In a way, Turffontein Racecourse is one Johannesburg’s hidden gems. Tucked away, south of the CBD this venue has been the scene of many fascinating duels between South Africa’s top thoroughbred racehorses.
Turffontein Racecourse, one of the premier racing venues in the country, owes most of its history to the early days of Johannesburg’s gold rush and the popularity of the sport among a new elite as well as settlers who moved here with the promise of new wealth.
The original racecourse had it’s finish line situated near the intersection of Eloff and Commisioner Streets in the CBD before it was moved to its current location in Turf Club Street. A burgeoning skyline provides a brilliant backdrop as the action plays itself out on the track.

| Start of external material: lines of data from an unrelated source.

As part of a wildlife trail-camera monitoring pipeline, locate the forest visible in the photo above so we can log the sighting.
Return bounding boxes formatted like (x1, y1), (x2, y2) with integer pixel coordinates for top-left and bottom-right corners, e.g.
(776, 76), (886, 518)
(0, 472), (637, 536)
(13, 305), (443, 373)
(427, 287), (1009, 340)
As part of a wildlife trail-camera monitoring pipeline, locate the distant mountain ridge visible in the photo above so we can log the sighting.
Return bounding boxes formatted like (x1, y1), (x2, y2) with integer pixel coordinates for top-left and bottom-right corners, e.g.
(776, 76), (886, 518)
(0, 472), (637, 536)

On average, there will be about 70 racemeetings at the Johannesburg track in a season. Turffontein Racecourse boasts two tracks used for racing with the Standside track, which is 2600m all the way round used for most of the marquee races. It also boasts a straight course of 1160m and plays host to some of the biggest sprint races on the calendar.
The tighter, slightly shorter Inside Track was introduced a few years ago and is used as an alternative when the Standside Track needs time to recover.

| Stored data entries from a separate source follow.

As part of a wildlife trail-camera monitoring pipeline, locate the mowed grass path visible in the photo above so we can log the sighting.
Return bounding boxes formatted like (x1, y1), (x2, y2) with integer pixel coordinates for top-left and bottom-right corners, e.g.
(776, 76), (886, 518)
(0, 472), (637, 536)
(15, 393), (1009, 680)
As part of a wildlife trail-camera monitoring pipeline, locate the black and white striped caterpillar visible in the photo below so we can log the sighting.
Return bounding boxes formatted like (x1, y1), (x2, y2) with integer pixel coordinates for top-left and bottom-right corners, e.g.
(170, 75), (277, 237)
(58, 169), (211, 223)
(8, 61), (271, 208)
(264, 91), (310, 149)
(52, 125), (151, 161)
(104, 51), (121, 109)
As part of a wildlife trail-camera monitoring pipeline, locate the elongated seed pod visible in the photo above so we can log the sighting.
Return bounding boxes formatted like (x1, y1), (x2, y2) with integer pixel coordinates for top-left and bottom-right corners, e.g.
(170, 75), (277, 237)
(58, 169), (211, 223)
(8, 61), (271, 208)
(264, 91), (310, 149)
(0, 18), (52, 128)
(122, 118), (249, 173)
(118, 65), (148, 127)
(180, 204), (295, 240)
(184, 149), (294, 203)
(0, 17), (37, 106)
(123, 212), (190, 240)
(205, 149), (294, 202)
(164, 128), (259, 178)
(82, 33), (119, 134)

Some of the major races that take place at Turffontein Racecourse include the annual Gauteng SANSUI Summer Cup, Champions Day, as well as the annual Triple Crown series which helps identify the champion three-year-olds of each year.
The Emperors Palace Charity Mile, the International Jockeys’ Challenge as well as the Princess Charlene of Monaco Empress Club Stakes are some of the other popular racedays in Johannesburg.

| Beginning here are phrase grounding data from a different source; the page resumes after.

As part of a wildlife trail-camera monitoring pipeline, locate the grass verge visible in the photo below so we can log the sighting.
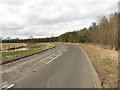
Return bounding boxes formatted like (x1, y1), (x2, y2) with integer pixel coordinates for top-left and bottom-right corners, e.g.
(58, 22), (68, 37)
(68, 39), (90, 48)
(77, 43), (118, 88)
(1, 43), (55, 63)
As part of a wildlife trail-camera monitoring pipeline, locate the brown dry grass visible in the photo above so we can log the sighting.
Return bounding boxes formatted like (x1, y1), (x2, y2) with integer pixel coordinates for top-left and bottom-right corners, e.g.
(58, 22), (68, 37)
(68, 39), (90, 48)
(0, 43), (27, 51)
(77, 43), (118, 88)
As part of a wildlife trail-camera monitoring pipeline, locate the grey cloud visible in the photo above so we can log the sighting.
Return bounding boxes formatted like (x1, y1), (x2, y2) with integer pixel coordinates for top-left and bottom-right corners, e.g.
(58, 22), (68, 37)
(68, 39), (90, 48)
(0, 0), (118, 39)
(26, 1), (117, 26)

It’s a venue that has also played host to titans of industry as well as the who’s who of the celebrity and sporting worlds
Turffontein Racecourse is also regarded as one of the major training centres in South Africa and every morning roughly 700 horses will make use of the facilities as preparation for upcoming races. It’s a process that happens long before Johannesburg’s highways are filled up with traffic.
In days gone by, trainers had their horses stabled in surrounding areas and in the mornings their charges could be seen walking down the main roads as they made their way to the tracks for exercise. Much of the architecture in the neighbouring suburbs still reflects this.
In July, 2016 Turffontein Racecourse was named as a heritage site by the Johannesburg Heritage Foundation. As such, a Blue Plaque is proudly displayed outside the main entrance which recognises the venues part in the history of Johannesburg.
Given it’s location, Turffontein Racecourse is easily accessible from the South of Johannesburg and also links up with many of the highways that come from the North as well as to the airport.
A current project by the local government has identified the areas surrounding Turffontein Racecourse for upgrades and renovations as the city seeks to restore itself to its former glory.